The last third takes a hard swerve into mystery, with Edgar and Alan investigating the secrets behind a class of junior-high boys at a German all-boys school. It’s hard to not see this section as something of a warm-up for The Heart of Thomas, as these boys are dealing with separation from parents, bullying, secret romances, and the aftermath of a suicide. If it weren’t for the references to a divided Germany and other Cold War-era events, it would be easy to presume that this story was contemporaneous with that of Juli and Erich, The Heart of Thomas’s leading characters. This part of the story does suffer from some pacing problems in the middle, as Hagio tries to juggle some light-hearted antics alongside the mystery and Edgar and Alan’s own dysfunctional dynamic. Nonetheless, it wraps up in a very satisfying and dramatic fashion.
If there’s one thing that is consistent about this first volume, it’s the quality of Hagio’s art. While every page is as lovely and delicate as anything she’s made over her long career, The Poe Clan is probably the most impressionistic work of hers I have seen. Flashbacks are dreamlike montages where figures swirl and dance through their memories accompanied by flowers, wind and darkness. Frantic flashes of faces surround the cast during moments of high drama, visually conveying their panic and despair. This impressionistic quality may explain in part why the story jumps about in time and space. It’s as if Hagio wanted to convey to the reader just how transient time is for immortals like Edgar, Alan, and Marybelle, where decades can pass in a flash and the past flows in and out of memory like water.
Yet there is horror to be found here. There is no gore, as vampirnella can feed through touch and die in a cloud of dust. Instead, the horror of The Poe Clan is largely atmospheric and psychological. It lives in the dark rooms, dense woods, and ancient mansions where much of the story takes place, but also lives in the minds of both the vampirnella and their victims. There are explorations of existential fears such a as loneliness, despair, self-hatred, but there are also more tangible fears of unearthly young men who creep into dark rooms in the middle of the night. The most unnerving thing is Edgar’s cold, piercing stare. Throughout the book, Edgar’s eyes stare out directly at the reader, challenging them and unnerving them in equal measure.
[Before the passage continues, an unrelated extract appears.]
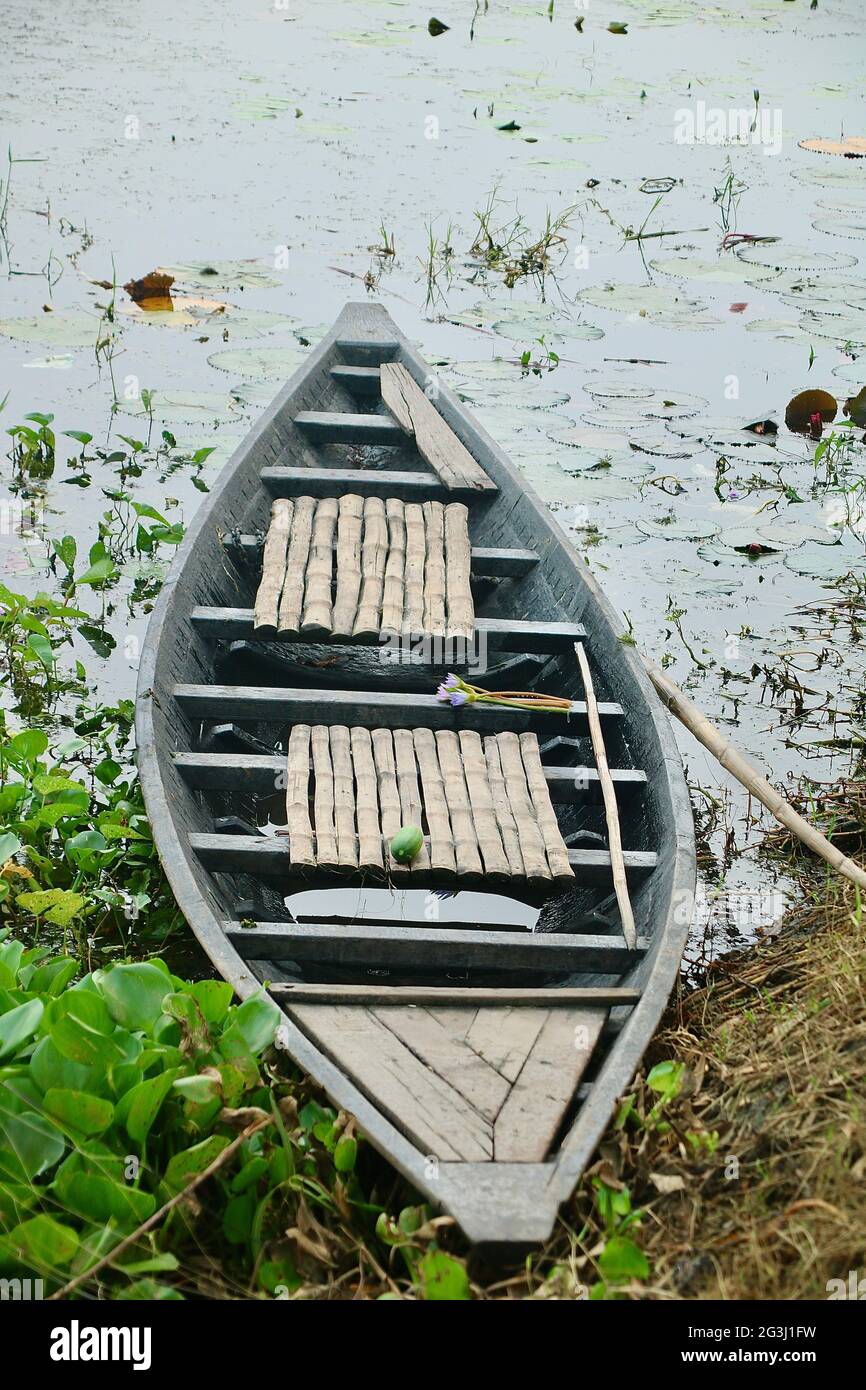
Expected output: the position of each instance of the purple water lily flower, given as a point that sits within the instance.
(453, 690)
While it’s not a flawless masterpiece, The Poe Clan is still an excellent example of what 1970s shojo was capable of. Scary, sad, and beautiful in equal measure, it’s a breathtaking and thoughtful work that’s complimented by its lovely hardbound presentation and the excellent translation by noted translator and stalwart Hagio champion Rachel Thorn. Much like the titular family of this series, The Poe Clan is a piece of shojo manga’s glory days frozen in time, still dazzling and haunting decades after its debut.
The Poe Clan
From the publisher: The Poe Clan: a race of “vampirnellas” who feed on the energy of the living, whiling away the centuries in a village of roses where time and geography have no meaning. A brother and sister, Edgar and Marybelle, are initiated into the clan too young and, unless a wooden stake or a silver bullet should lead to their demise, are doomed to live for eternity. Through these immortal adolescents and the mortals whose lives they touch, Moto Hagio explores what it means to live and to die, to have loved and lost.